Mr M.A., a 26-year-old postman, presented with the feeling there was something subtle going on around him that others knew about but he didn't. He had a vague sense that people around him were ‘acting’, he was the focus of their interest and they knew a secret that was being kept from him. Furthermore he felt ‘detached from the environment’ and had a sense the world was slightly unreal, as if he was the eponymous hero in the film The Truman Show. He was preoccupied with the belief that he was the focus of something that he couldn't quite understand. At no point did his conviction reach delusional intensity. There was no evidence of hallucinations, thought disorder, odd behaviour or other features of psychosis. The symptoms met the criteria for an ‘at risk mental state’, which is associated with a 25–45% risk of developing psychosis in the next 12 months. Over the ensuing 9 months these preoccupations became more pronounced; he developed grandiose and persecutory delusions, and marked thought disorder. He was diagnosed with DSM–IV schizophrenia.
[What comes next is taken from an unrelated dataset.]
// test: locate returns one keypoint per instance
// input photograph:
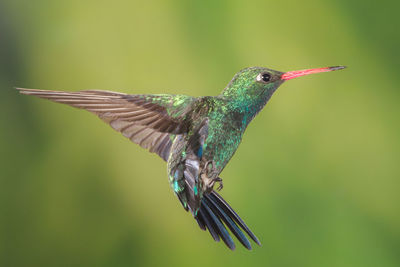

Following treatment with quetiapine 150 mg twice daily these delusions and the thought disorder have resolved, although he continues to experience occupational impairment and has not been able to return to work.
In this case Mr M.A. had a preoccupying belief that the world had changed in some way that other people were aware of, which he interpreted as indicating he was the subject of a film and living in a film set (a ‘fabricated world’). This cluster of symptoms, which we have termed the ‘Truman syndrome’, is a common presenting complaint in individuals attending the OASIS clinic for people who may be in the prodromal phase of schizophrenia. Underlying the phenomenology of these symptoms are several features that are consistent with theories of delusion formation resulting from a process of aberrant salience. Reference Kapur, Mizrahi and Li2 First, there is the sense that the ordinary is changed or different, and that there is particular significance in this. This is coupled with a searching for meaning, which, in this case, results in the ‘Truman explanation’. The third feature is a profound alteration of subjective experience and of self-awareness, resulting in an unstable first-person perspective with varieties of depersonalisation and derealisation, disturbed sense of ownership, fluidity of the basic sense of identity, distortions of the stream of consciousness and experiences of disembodiment. Reference Sass and Parnas3 We suggest that these experiences characterise the earliest clinical manifestation of aberrant salience leading to delusion formation. The qualitative phenomenology of the prodrome has not been widely studied, but may, as in this case, be a useful indicator of impending psychosis.